Hubble imanges of Einstein ring gravitational lenses Gravitational lensing provides a powerful method of tracing the mass distribution of individual galaxies and galaxy clusters; at the same time, the amplified the light from background galaxies provides a means of probing the early stages of galaxy formation. The Sloan Digital Sky Survey (SDSS) has proven a powerful tool for identifying new lens candidates, although high angular resolution HST observations are essential for confirming those candidates as genuine gravitational lensing systems (see Program GO 10886). The present program focuses on that sample, targeting confirmed lenses for deep, multicolour imaging that aims to measure the overall mass distribution of the lens galaxies, and quantify the existence of small-scale sub-structure. The current cosmological paradigm, cold dark matter, predicts that sub-clustering within galactic halos should scale with increasing redshift; observations of lenses at different redshifts will serve to test this prediction.
GO 10847: Coronagraphic Polarimetry of HST-Resolved Debris Disks

HST ACS/HRC coronagraphic images of debris disks around two nearby stars The last decade has seen the identification of debris disks around a number of stars in the Solar neighbourhood.
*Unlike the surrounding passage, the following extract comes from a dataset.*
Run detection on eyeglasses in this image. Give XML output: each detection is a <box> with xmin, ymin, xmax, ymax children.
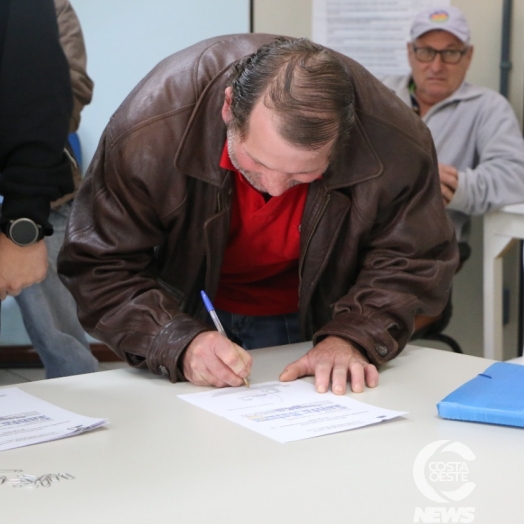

The coronagraphic capabilities available on HST have been particularly useful in this regards, since the lower background present in space-based observations offers significant advantages in detecting these low surface brightness features. Those observations are complemented by mid-infrared surveys (notably by Spitzer) of denser, warmer disks in young stars. The latter observations detect thermal emission from the dust grains, permitting some constraints to be set on the chemical composition. The present program aims to use polarimetric observations of debris disks to probe the distribution of grain sizes and the density distribution of dust in those somewhat older systems. NICMOS observations of the nearby M dwarf, AU Mic, and the F5 dwarf, HD 181327, are scheduled in the coming week.